With Jim Jarmusch‘s new film, Paterson, in cinemas this week, it seemed like an opportune moment to post my interview with the director, for our An Audience With… feature in the March 2014 issue of Uncut.
Jarmusch spoke candidly and with excellent humour about many of his formidable collaborators over the years, including Neil Young, Jack White, Joe Strummer. Plus! What happens when Tom Waits tries to glue your hair to a wall…
It’s a busy time for Jim Jarmusch right now. As the director explains, he is not only is he about to release his latest movie – Only Lovers Left Alive – but he is also putting the finishing touches to the accompanying soundtrack, recorded by his band SQÜRL and lute player Jozef Van Vissem. Of course, Jarmusch is a man of many disciplines, equally at home curating a day at All Tomorrow’s Parties as he is working with actors like Johnny Depp or Bill Murray. Indeed, our conversation touches on his involvement in both film and music – whether it be directing Robert Mitchum in his last screen role or locking Tom Waits in a car park. As Jarmusch – a long time Uncut subscriber – tells us, “I love talking about anything. I like these questions!”
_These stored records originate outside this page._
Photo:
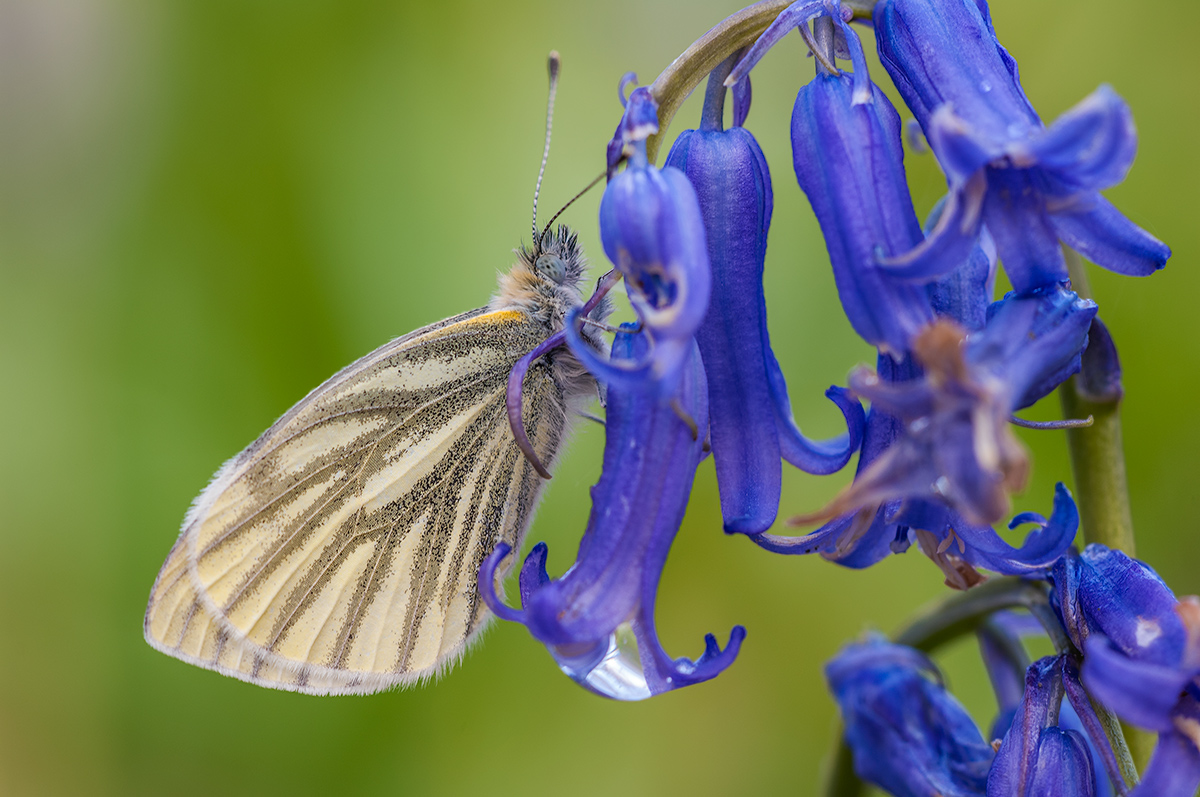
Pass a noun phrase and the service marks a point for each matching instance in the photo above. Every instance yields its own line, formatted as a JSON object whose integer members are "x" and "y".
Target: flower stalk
{"x": 1102, "y": 489}
{"x": 1097, "y": 454}
{"x": 738, "y": 30}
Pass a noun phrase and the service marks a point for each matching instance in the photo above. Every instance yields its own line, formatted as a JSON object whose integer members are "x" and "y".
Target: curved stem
{"x": 1097, "y": 455}
{"x": 733, "y": 33}
{"x": 1102, "y": 490}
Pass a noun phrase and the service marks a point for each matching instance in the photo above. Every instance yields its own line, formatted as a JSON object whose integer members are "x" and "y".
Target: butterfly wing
{"x": 340, "y": 551}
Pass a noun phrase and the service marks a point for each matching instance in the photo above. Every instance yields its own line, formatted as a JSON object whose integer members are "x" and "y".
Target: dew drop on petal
{"x": 611, "y": 669}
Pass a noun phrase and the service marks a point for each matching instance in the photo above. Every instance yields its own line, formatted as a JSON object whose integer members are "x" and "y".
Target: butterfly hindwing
{"x": 339, "y": 552}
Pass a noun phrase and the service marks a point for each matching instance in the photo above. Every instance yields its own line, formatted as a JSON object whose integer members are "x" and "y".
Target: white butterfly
{"x": 340, "y": 552}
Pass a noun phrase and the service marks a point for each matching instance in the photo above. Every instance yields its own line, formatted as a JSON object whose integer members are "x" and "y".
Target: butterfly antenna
{"x": 553, "y": 63}
{"x": 571, "y": 201}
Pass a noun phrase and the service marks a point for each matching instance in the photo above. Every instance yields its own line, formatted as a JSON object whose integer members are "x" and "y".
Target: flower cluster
{"x": 1125, "y": 645}
{"x": 937, "y": 460}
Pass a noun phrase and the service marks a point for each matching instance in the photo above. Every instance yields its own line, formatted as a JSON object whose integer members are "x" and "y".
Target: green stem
{"x": 1102, "y": 490}
{"x": 738, "y": 30}
{"x": 1097, "y": 455}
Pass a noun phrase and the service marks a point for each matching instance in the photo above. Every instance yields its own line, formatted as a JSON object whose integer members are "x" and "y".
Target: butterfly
{"x": 339, "y": 552}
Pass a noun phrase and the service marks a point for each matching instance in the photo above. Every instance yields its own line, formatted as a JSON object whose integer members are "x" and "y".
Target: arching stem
{"x": 738, "y": 30}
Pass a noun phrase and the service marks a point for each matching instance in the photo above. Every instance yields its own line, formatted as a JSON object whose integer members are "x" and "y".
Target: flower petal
{"x": 1090, "y": 147}
{"x": 1015, "y": 214}
{"x": 1138, "y": 691}
{"x": 1174, "y": 768}
{"x": 1095, "y": 228}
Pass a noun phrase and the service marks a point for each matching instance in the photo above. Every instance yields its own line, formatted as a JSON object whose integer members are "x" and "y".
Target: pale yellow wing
{"x": 340, "y": 551}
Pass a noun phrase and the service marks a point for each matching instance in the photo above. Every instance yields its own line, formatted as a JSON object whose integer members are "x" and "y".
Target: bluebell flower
{"x": 910, "y": 736}
{"x": 849, "y": 161}
{"x": 907, "y": 733}
{"x": 939, "y": 459}
{"x": 652, "y": 229}
{"x": 1039, "y": 757}
{"x": 598, "y": 618}
{"x": 751, "y": 425}
{"x": 1031, "y": 186}
{"x": 1141, "y": 653}
{"x": 955, "y": 445}
{"x": 864, "y": 537}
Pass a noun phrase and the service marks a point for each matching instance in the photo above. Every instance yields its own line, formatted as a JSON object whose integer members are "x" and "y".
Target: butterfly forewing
{"x": 340, "y": 551}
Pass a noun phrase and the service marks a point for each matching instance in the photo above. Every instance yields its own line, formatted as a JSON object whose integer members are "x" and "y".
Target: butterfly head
{"x": 546, "y": 279}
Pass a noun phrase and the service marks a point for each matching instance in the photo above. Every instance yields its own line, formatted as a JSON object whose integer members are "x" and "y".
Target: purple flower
{"x": 598, "y": 618}
{"x": 907, "y": 733}
{"x": 652, "y": 231}
{"x": 1038, "y": 756}
{"x": 849, "y": 161}
{"x": 1030, "y": 185}
{"x": 1141, "y": 653}
{"x": 955, "y": 445}
{"x": 750, "y": 417}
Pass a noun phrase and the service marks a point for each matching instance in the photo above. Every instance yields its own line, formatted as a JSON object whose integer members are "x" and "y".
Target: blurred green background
{"x": 209, "y": 207}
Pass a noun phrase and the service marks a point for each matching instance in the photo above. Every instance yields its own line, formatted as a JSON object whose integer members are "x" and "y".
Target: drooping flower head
{"x": 1141, "y": 658}
{"x": 957, "y": 447}
{"x": 751, "y": 424}
{"x": 598, "y": 619}
{"x": 907, "y": 733}
{"x": 939, "y": 459}
{"x": 652, "y": 231}
{"x": 1032, "y": 186}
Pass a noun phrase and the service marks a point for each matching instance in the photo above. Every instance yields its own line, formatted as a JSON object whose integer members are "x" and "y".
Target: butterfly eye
{"x": 552, "y": 268}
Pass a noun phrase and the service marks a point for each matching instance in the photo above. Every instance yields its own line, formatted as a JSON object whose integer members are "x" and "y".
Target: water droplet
{"x": 611, "y": 669}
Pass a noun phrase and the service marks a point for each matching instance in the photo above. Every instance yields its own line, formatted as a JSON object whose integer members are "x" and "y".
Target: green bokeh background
{"x": 208, "y": 207}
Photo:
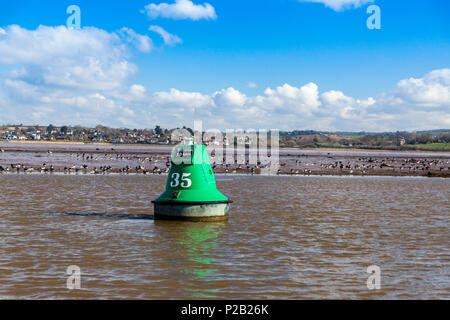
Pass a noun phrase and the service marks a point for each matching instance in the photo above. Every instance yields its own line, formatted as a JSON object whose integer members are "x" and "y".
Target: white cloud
{"x": 89, "y": 58}
{"x": 142, "y": 42}
{"x": 181, "y": 9}
{"x": 230, "y": 97}
{"x": 63, "y": 76}
{"x": 431, "y": 91}
{"x": 169, "y": 39}
{"x": 339, "y": 5}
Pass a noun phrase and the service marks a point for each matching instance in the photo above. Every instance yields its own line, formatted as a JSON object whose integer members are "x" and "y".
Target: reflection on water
{"x": 287, "y": 238}
{"x": 107, "y": 215}
{"x": 193, "y": 246}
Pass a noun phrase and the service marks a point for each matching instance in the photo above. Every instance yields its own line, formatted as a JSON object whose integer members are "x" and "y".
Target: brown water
{"x": 287, "y": 238}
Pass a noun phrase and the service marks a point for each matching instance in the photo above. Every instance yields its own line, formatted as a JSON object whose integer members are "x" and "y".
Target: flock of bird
{"x": 159, "y": 164}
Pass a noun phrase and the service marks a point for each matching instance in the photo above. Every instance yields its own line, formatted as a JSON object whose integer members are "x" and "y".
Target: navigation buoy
{"x": 191, "y": 192}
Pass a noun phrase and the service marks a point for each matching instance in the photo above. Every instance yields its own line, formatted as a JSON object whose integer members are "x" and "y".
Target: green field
{"x": 431, "y": 146}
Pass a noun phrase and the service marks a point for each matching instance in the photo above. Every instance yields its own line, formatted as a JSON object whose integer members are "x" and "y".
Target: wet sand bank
{"x": 154, "y": 159}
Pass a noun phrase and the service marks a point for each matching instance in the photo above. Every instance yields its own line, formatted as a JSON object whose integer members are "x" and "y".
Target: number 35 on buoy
{"x": 191, "y": 192}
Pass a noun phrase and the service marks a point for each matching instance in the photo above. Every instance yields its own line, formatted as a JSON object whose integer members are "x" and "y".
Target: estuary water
{"x": 287, "y": 238}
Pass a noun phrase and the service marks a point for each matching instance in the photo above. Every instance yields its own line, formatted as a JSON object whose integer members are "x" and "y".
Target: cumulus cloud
{"x": 339, "y": 5}
{"x": 142, "y": 42}
{"x": 431, "y": 91}
{"x": 169, "y": 39}
{"x": 89, "y": 58}
{"x": 63, "y": 76}
{"x": 181, "y": 9}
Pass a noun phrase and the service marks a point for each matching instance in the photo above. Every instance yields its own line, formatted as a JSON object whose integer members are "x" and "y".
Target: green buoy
{"x": 191, "y": 192}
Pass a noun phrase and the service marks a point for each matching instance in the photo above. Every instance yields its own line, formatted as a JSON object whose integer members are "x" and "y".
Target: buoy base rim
{"x": 192, "y": 212}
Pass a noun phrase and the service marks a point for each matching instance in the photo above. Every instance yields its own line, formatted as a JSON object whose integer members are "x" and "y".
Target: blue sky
{"x": 268, "y": 43}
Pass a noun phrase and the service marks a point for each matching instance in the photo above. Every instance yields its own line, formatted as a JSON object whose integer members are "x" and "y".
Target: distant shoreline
{"x": 78, "y": 143}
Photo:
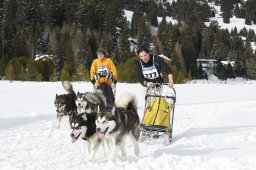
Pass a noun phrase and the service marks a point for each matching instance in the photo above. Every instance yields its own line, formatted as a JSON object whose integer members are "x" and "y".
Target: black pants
{"x": 108, "y": 93}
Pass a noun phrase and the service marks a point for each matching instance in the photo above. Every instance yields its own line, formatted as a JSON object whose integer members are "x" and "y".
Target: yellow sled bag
{"x": 157, "y": 112}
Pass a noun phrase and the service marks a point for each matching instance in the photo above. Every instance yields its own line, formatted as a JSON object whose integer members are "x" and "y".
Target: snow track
{"x": 214, "y": 128}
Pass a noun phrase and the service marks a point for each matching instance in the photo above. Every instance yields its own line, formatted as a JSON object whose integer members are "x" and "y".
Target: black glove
{"x": 93, "y": 81}
{"x": 115, "y": 81}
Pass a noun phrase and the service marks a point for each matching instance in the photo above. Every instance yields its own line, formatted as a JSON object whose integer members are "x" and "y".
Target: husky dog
{"x": 83, "y": 126}
{"x": 115, "y": 125}
{"x": 89, "y": 102}
{"x": 65, "y": 104}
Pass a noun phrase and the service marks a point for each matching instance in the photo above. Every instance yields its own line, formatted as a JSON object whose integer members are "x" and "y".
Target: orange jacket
{"x": 104, "y": 63}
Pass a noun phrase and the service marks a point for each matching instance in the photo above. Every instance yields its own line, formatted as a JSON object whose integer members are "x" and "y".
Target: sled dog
{"x": 115, "y": 125}
{"x": 65, "y": 103}
{"x": 90, "y": 101}
{"x": 83, "y": 126}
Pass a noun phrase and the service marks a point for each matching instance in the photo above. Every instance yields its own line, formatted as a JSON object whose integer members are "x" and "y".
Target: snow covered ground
{"x": 214, "y": 128}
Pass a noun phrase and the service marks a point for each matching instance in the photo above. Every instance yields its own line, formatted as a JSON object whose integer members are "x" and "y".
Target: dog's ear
{"x": 98, "y": 109}
{"x": 113, "y": 111}
{"x": 84, "y": 117}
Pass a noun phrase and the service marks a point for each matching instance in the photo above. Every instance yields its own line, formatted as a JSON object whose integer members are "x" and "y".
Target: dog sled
{"x": 157, "y": 122}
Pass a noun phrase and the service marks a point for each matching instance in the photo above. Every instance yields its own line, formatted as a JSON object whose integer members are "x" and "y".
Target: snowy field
{"x": 214, "y": 128}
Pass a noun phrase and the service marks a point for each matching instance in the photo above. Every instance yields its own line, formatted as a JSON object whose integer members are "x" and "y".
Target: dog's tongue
{"x": 79, "y": 110}
{"x": 73, "y": 140}
{"x": 101, "y": 135}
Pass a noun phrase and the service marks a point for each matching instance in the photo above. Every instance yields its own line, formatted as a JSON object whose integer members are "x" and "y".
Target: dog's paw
{"x": 137, "y": 151}
{"x": 86, "y": 160}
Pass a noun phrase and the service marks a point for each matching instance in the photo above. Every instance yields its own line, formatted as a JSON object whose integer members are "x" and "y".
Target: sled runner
{"x": 158, "y": 116}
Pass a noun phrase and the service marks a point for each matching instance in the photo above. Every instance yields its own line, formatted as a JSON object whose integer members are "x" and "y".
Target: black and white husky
{"x": 83, "y": 126}
{"x": 115, "y": 125}
{"x": 89, "y": 102}
{"x": 65, "y": 103}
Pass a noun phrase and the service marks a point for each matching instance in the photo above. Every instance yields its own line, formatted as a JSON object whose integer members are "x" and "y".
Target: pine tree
{"x": 135, "y": 23}
{"x": 9, "y": 72}
{"x": 143, "y": 36}
{"x": 152, "y": 13}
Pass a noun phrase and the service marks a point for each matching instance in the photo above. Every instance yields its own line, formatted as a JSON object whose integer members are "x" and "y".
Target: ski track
{"x": 207, "y": 135}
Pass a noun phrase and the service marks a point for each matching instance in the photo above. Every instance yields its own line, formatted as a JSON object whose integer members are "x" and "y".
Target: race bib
{"x": 150, "y": 72}
{"x": 102, "y": 71}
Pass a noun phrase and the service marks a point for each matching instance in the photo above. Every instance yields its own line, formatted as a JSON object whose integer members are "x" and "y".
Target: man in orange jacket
{"x": 103, "y": 70}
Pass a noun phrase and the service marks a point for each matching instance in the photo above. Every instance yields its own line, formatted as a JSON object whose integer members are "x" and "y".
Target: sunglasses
{"x": 100, "y": 51}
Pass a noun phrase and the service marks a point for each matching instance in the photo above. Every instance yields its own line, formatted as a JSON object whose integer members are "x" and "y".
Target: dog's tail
{"x": 127, "y": 101}
{"x": 68, "y": 87}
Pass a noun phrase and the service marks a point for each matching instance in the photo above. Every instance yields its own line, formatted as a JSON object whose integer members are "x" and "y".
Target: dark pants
{"x": 108, "y": 93}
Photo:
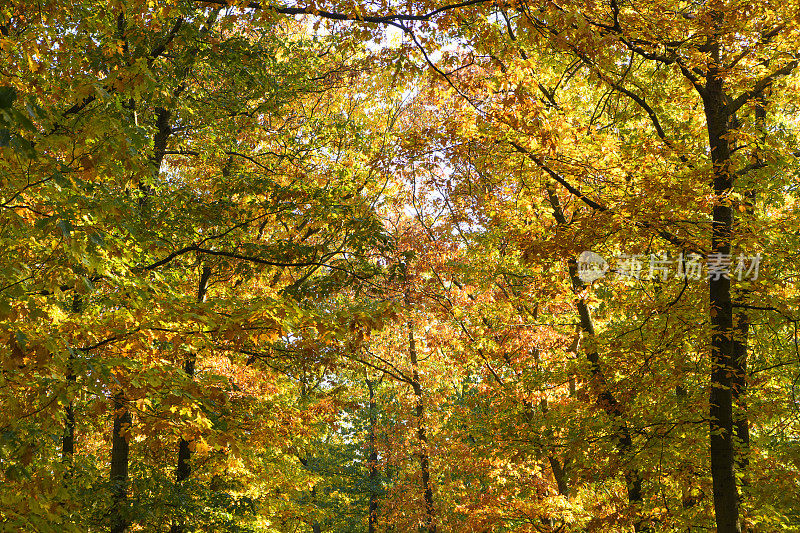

Can you please tell the story about Neil Young working on the Dead Man soundtrack, when you were outside the sound booth, or something like that, and there were “production concerns”…
OK, Kurt’s going to get me in trouble here. We were recording the score in a warehouse in San Francisco with a remote truck outside. We miked the room in various places for Neil to use primarily electric guitar but he could also use acoustic or an organ that he had. There were screens set up around in a circle so that Neil could record to the picture while the film was playing. It was a rough cut. Neil wanted the dialogue of the film audible to himself. I was worried it was going to bleed into the music so that we couldn’t move the music later. When Neil had left the room, I said to Jay Rabinowitz, the editor, “Man, this isn’t going to work. It’s going to bleed and we’ll never be able to move it. I don’t know what he was thinking. I’ve got to tell him, what do I do?” Then Neil walks back in, walks right up to me and looks right through my skull, saying, “I heard what you said. I was out in the truck. You know the whole room is miked, man? Just loosen up. Don’t worry about it. If the score is good, you won’t want to move it. Don’t worry about the technical shit, let me do my thing.” In the end, he was right, because we didn’t move it. The music landed where Neil played it. But there was a scary moment when I thought Neil might burn psychic rays through my skull. He’s an intense character.
Can you tell me how you ended up casting Sonic Youth’s first drummer, Richard Edson, and John Lurie — known mainly as downtown musicians — as actors in Stranger Than Paradise?
Lee Renaldo, Sonic Youth
I cast them just because they were my friends. I knew them mostly from the music scene. I had met John several years before and I had met Richard Edson a year or so before we made the film. I thought they would be interesting in the film. John became an important part of my early films. He was in my first film, too, Permanent Vacation. And he was very important in Stranger… because the initial short version of the film, the first third, was a story he and I cooked up together.
Music plays an important role in many of your films. At what part of the writing process does music become an influence? Have you ever changed direction in a story after hearing a particular song or artist?
Ripley Johnson, Wooden Shjips
Music enters very early in the writing process. I’m listening to a lot of music and I use it as guide for the atmosphere of what I’m imagining. I don’t watch films usually at all when I’m writing. I try to avoid them unless it’s something extremely far from what I’m doing. So it’s the music that guides me and gives me the inspiration. Usually, I stay pretty close to that music. There are times when I’ve found songs during the editing, or existing music, but I really haven’t changed course in terms of the score or the background. Obviously, I don’t know exactly what it’s going to be, but I have a musician in mind even while I’m writing the script.
Speaking glacially; how do you morally react to the retraction of great glaciers in Greenland, Iceland, Alaska, Montana etcetera? Do these phenomena and the overall global warming theory affect you when producing your films or music?
Stephen O’Malley, Sunn 0)))
Wow. I don’t know if they do consciously, but they are of course a concern. When I get depressed about the state of the Earth and human activity, I usually try to remember that all life on Earth in universe time is a fraction of a second. So the fact that we are here at all with a consciousness is such a strange and rare gift in the universe that I try to cling to that. While I must say that these phenomena affect us all, I’m not sure I’m particularly conscious of it while producing a film or music. When you’re making a movie, you have so little time and you are working so hard that the rest of the world drops away. You have to shut off your mind to a lot of things to get your work done. I wonder how Stephen would answer that. Maybe the glacial movement retraction, the speed itself, is an influence itself on the speed of Stephen’s music.